If You Look Before You Leap, Why Not Think Before You Speak?

“You might want to think before you say certain things,” I once ‘counseled’ an individual who routinely offended and hurt employees and others via insensitive and unprofessional discourse. The person, in turn, looked at me with disdain and retorted: “I don’t think you are in any position to tell me what to say or think.”

Watching Mayor Kilpatrick interviewed on T.V. this week I imagined my conversation being replayed between the mayor and his revolving door cast of press secretaries. Have any of them ever been able to adequately counsel the mayor in this regard? Fresh on the heels of the “text mess” here he was spending more taxpayer dollars appealing to the Michigan Supreme Court while telling the media that City Council displeasure with his actions was about “politics” and that “life would go on.” Easy for him to say—and his lackadaisical demeanor while delivering the words did, indeed, suggest to viewers (inappropriately I might add) that he was at ease with this position.

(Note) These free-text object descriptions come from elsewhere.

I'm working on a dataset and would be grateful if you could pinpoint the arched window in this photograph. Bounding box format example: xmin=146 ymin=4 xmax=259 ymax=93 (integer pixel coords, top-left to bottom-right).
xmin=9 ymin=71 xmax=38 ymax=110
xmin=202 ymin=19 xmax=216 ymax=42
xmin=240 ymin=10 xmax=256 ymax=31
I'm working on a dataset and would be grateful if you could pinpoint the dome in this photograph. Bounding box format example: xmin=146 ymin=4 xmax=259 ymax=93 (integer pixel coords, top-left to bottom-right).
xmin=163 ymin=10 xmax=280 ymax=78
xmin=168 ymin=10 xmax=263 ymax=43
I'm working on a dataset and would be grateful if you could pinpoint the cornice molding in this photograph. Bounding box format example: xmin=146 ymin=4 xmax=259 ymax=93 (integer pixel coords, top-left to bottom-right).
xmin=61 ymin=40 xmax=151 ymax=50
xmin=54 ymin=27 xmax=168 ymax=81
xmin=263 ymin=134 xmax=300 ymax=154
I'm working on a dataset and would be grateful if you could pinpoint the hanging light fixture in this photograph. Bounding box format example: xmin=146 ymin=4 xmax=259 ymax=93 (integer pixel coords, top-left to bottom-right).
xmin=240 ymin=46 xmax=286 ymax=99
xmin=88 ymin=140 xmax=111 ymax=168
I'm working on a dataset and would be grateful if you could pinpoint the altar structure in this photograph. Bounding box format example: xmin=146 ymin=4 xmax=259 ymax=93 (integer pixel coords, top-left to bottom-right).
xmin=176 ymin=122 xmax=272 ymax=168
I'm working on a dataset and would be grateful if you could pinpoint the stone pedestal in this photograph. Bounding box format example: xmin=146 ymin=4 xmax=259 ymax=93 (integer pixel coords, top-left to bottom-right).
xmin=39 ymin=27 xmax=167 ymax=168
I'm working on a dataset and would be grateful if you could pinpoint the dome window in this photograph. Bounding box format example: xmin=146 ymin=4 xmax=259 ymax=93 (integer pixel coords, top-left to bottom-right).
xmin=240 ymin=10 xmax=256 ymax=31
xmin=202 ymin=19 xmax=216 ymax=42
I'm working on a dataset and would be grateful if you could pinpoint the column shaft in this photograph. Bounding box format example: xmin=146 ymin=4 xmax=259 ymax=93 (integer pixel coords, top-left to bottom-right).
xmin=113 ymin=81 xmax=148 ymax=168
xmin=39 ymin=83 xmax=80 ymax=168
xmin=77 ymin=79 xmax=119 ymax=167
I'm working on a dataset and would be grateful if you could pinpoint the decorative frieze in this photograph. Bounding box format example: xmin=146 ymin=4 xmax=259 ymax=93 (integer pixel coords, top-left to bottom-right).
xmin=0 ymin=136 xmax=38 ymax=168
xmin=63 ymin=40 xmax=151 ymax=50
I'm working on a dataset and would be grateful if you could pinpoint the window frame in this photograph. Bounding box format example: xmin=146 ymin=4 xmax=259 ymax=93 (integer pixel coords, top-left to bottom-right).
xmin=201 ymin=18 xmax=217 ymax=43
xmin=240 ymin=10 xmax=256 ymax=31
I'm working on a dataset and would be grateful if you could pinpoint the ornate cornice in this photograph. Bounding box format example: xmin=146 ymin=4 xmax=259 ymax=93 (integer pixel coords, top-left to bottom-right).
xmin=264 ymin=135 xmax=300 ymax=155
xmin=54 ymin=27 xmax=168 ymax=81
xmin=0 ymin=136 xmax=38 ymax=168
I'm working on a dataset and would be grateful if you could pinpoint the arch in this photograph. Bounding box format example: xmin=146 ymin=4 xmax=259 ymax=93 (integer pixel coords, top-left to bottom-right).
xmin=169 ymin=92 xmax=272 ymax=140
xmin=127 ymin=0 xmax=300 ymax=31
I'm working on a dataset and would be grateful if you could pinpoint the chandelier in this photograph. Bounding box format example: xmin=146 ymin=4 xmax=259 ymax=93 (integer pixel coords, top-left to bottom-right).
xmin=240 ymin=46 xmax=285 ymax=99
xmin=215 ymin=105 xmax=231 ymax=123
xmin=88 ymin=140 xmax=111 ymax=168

Call it ego. Call it a “power trip.” I call it shortsighted. Whether in a setting that is public or private, whether uttered by a person that is a public official or head of a private company, when you don’t think before you speak and, further, are unwilling to consider input from those trained and in a position to provide it, you are setting yourself up to fail.

Think about it. All of us remember idiotic or inappropriate words and comments, whether directed at us individually or the masses. Sure, we may forgive—maybe. But we never forget.